Alasan keluarganya meninggalkan Nathan sendirian di rumah baru, ketika ia memasuki usia 10 tahun.
Alasan keluarganya melarang menyebarluaskan bahwa Nathan adalah anak kedua dari Immanuel Lim dan Yohanne Lim.
Alasan keluarganya memerintahkan Nathan untuk menyingkat namanya menjadi Jonathan L. Tanpa memberitahukan marga keluarga kepada siapapun.
Alasan Nathan hanya boleh bertukar kabar melalui ponsel dengan Gibka, kakak lelalinya. Hanya boleh bertemu di rumah.
Ya, sekarang semuanya semakin jelas.
Mereka menyembunyikam Nathan, mengasingkan Nathan sendirian bukan hanya karena Mama Nathan adalah seorang selebritas ataupun karena Papa Nathan adalah seorang produser di industri musik ternama di Jakarta. Bukan hanya karena Gibka yang menjadi atlet tim nasional. Bukan karena mereka khawatir hidup Nathan terbatasi sebagai anak dari selebritas.
Hahaha, ternyata bukan karena itu.
"Lo gak ngerti perasaan gue waktu liat Mama tidur sama orang lain dan akhirnya ngelahirin lo, Nat!"
Mata Nathan sedikit melebar. Tidak lagi menyela perkataan Gibka. Tangan yang sejak tadi terkepal, mendadak melemas begitu saja.
Gibka tertawa kecil, penuh kebencian sambil menatap Nathan. "Gue masih kecil dan satu-satunya ingatan masa kecil gue yang masih melekat, ya, kejadian Mama yang gak sengaja gue lihat."
"Naif kalau lo mikir mereka nyembunyiin lo karena lo anak yang dibesarkan di keluarga artis dan tumbuh sebagai anak biasa. Bukan sebagai figur publik---yang katanya demi melindungi lo, biar gak di awasin media."
Nathan memalingkan wajah. "Urusan lo udah selesai, Ko?"
Gibka menyangklong tas raket badminton berwarna merah miliknya. Ia merapikan jaket Timnas yang dipakainya. "Gue ke sini cuma mau kasih tau kabar kalau Papa sakit. Itu aja."
"Lain kali lo bisa kontak gue di WhatsApp aja, gak perlu repot-repot ke sini," tukas Nathan sambil berdiri dari sofa, melangkah menjauh perlahan. "Tapi, makasih. Udah ceritain semuanya ke gue."
"Gue balik rumah dulu, thanks."
Nathan mengabaikan ucapan Gibka, masuk pada kamar mandi tamu apartemennya tanpa mengantar Gibka keluar dari apartemen. Dengan mata memerah menahan air mata, ia mencuci tangan di wastafel. Membasuh wajah beberapa kali. Menyangga tubuh dengan kedua tangan di tepi wastafel.

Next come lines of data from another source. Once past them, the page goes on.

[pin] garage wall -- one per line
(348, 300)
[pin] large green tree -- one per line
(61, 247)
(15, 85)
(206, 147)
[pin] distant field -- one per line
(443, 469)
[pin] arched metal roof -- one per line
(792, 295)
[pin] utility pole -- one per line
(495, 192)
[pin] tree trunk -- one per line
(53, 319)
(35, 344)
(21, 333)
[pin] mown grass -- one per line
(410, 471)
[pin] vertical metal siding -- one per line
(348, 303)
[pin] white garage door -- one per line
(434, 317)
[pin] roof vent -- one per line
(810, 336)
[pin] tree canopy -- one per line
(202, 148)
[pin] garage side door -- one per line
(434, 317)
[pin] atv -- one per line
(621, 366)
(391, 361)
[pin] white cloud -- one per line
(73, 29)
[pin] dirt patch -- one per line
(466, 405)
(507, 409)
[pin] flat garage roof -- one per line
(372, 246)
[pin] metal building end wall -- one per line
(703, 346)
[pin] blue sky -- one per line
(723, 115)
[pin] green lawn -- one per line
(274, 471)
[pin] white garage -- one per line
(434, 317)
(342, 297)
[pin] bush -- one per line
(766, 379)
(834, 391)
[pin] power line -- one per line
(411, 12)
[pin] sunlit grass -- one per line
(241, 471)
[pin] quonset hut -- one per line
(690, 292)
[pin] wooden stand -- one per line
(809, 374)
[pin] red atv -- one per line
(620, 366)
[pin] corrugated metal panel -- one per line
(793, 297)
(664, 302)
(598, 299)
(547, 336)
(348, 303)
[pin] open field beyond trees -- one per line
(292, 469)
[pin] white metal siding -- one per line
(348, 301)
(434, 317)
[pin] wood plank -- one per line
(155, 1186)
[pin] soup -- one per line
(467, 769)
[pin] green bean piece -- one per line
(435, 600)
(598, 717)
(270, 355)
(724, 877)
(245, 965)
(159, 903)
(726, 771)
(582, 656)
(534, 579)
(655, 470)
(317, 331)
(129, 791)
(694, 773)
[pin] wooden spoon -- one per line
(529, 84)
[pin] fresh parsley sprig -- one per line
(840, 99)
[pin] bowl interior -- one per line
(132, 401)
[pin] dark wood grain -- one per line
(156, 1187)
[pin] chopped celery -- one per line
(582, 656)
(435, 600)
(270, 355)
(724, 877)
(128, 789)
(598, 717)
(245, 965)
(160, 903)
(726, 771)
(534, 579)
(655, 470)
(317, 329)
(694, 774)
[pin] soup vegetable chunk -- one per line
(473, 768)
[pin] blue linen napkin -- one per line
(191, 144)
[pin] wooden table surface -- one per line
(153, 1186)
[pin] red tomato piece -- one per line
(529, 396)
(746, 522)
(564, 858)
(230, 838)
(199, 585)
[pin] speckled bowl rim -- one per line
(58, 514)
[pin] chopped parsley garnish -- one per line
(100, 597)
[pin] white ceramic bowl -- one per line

Napasnya menderu cepat, terengah seperti sehabis berlari. Ia menggeleng ketika momen masa kecilnya yang bermain bersama Gibka dan Mama seketika muncul di kepala. Ketika Mama beberapa kali mengunjunginya di apartemen, memasak makanan rumah untuk Nathan dan bersenda gurau.
Nathan kembali membasuh wajah dengan tangan gemetar ketika air matanya sudah menggenang di pelupuk.
Kepalanya terangkat. Ia mengambil napas dalam beberapa kali dan menatap bayangan dirinya pada cermin.
Ada sebuah cerita yang tidak sengaja Nathan baca ketika kecil dulu. Cerita tentang seeokor paus kesepian yang memiliki frekuensi 52 Hertz, lebih tinggi dari frekuensi paus normal. Paus yang berkelana dan bernyanyi sendirian di tengah laut lepas. Tanpa diketahui, tanpa dikenal.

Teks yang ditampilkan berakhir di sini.